Wednesday, January 20, 2016
The Cement Garden
I've read quite a bit of Ian McEwan so far and it has been with mixed feelings.
Atonement is ranked among my favourite novels, while Enduring Love and Solar can't make me happy.
The Cement Garden ranks somewhat in the middle.
Knowing that Ian can write novels that hit me right in thee gut, both positive and negative, I was hesitant of trying this novel.
In retrospect, maybe I shouldn't have, because the novel had zero impact on me.
What's it all about, you ask?
Simply said, it's about a disfunctional family ruled by a agonizing father who has a weird sense of educating his family, a mother who demands far too much from her children when she becomes ill and lastly four children who are uncomfortably close.
The father dies first, you get to know that story right from the beginning. Together with that you instantly feel that his death doesn't mean that much to the family.

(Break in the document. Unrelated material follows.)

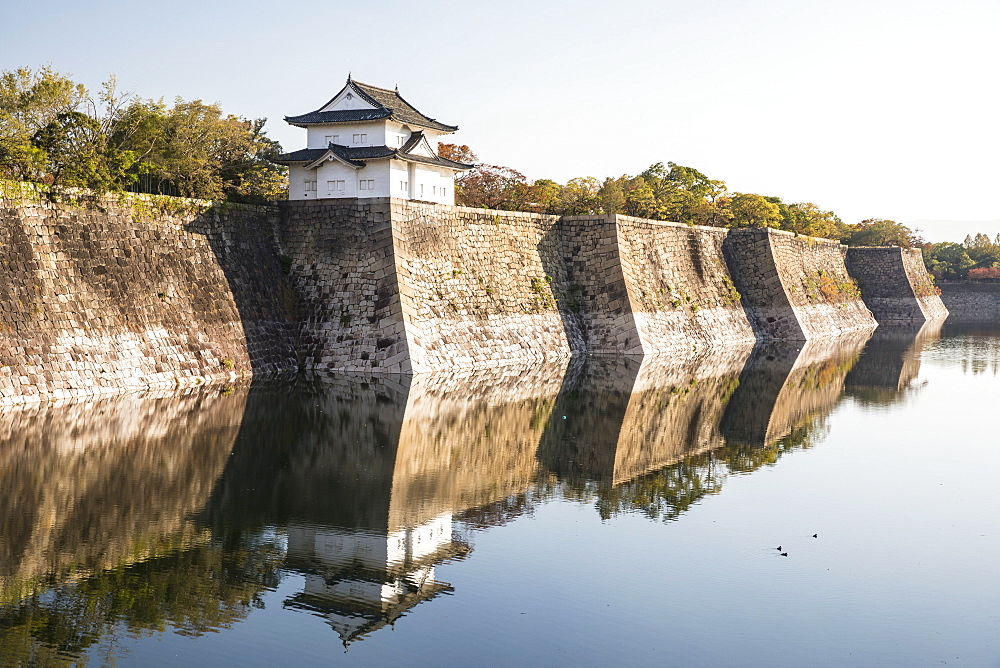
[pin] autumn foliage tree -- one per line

Then the mother dies and for some obscure reason the children decide to keep her body hidden and try to make a home for themselves.
You might think this leads to a heroin older sister that sacrifices her own future to bring up her siblings.
Wrong!
It's as dysfunctional as it can get.
Julie, the eldest, being 17, is trying to be the parent, but somehow it ends up with the youngest, Tom (6 years) returning to infant behaviour and dressing up as a girl.

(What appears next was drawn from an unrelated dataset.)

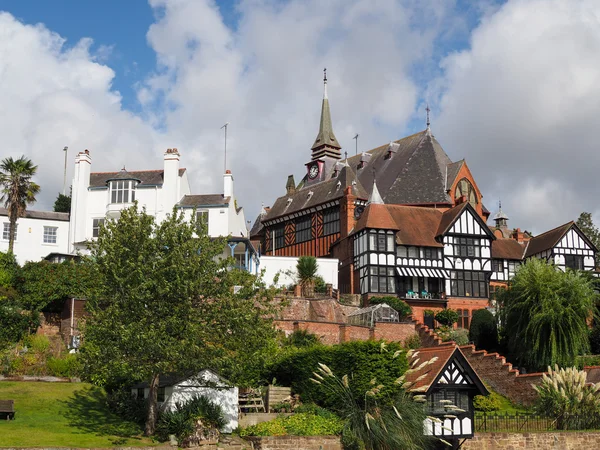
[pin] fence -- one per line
(525, 423)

Jack, the other brother (14 years) has an unhealthy interest in his older sister. This is shared early on when he describes playing doctor with his two sisters, Julie and Sue, examining Sue in a very sexual manner.
Sue is even the more normal of the four. Keeping to herself most of the time, but in the end even she shares in the madness.

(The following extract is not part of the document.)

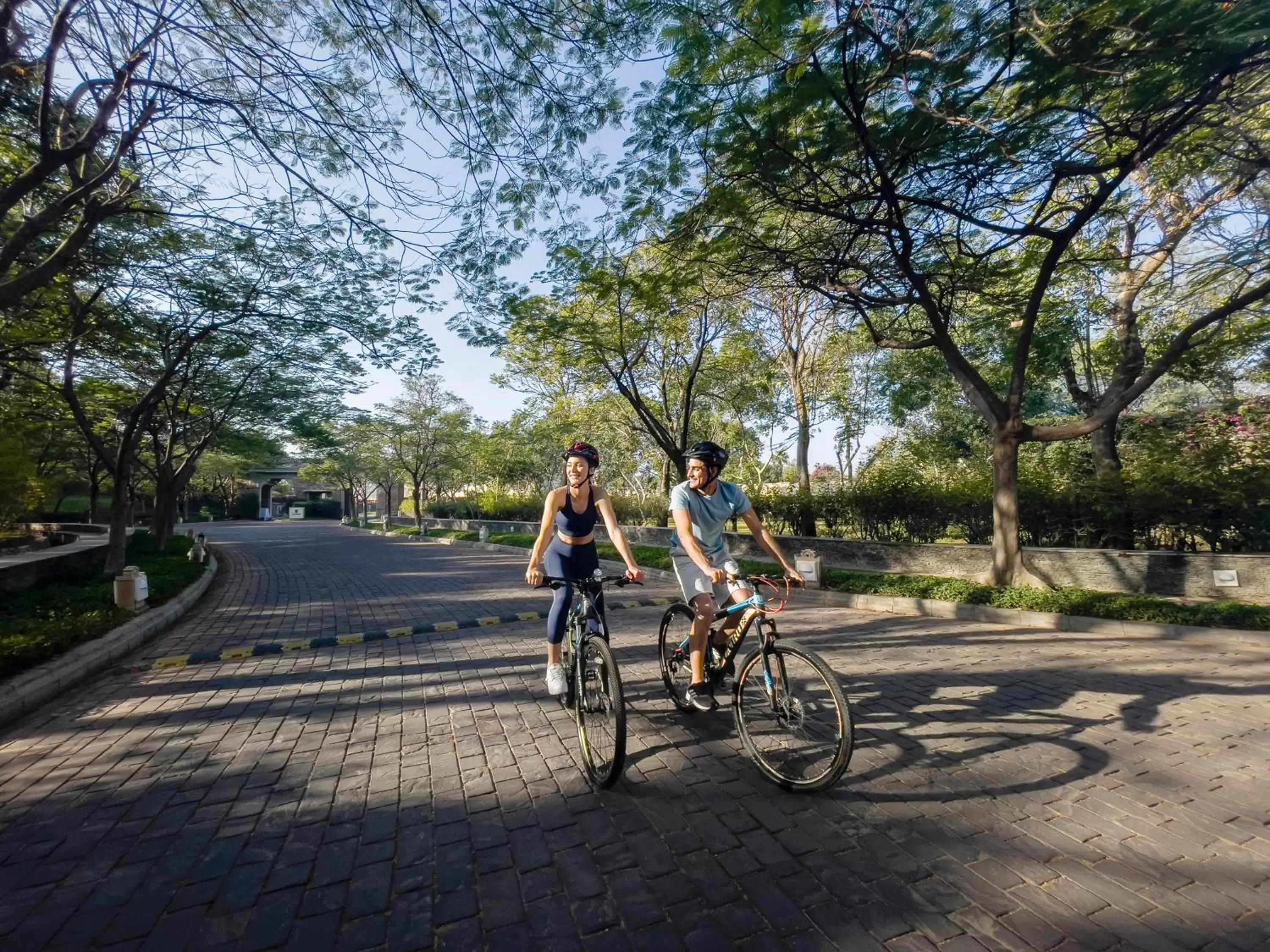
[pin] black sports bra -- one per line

Interesting, you think? Disgusting, maybe.
Well, let me put your doubts to rest.
It's utterly uninteresting.
You'd think that a topic as taboo as incent, can pack a punch, but all it's force goes slack in the narration of the oldest boy, Jack.
I'm glad it's only about a hundred pages long, I couldn't take much more.
It ended even as I thought it would end.
Despairingly needing content.
The topic might be heartbreaking or disgusting, when you apply it to empty characters in an empty story, you get nothing. Just an deflated sense of unease.
I'm happy I've finished it.
Ian, was Atonement really the only one I would've liked?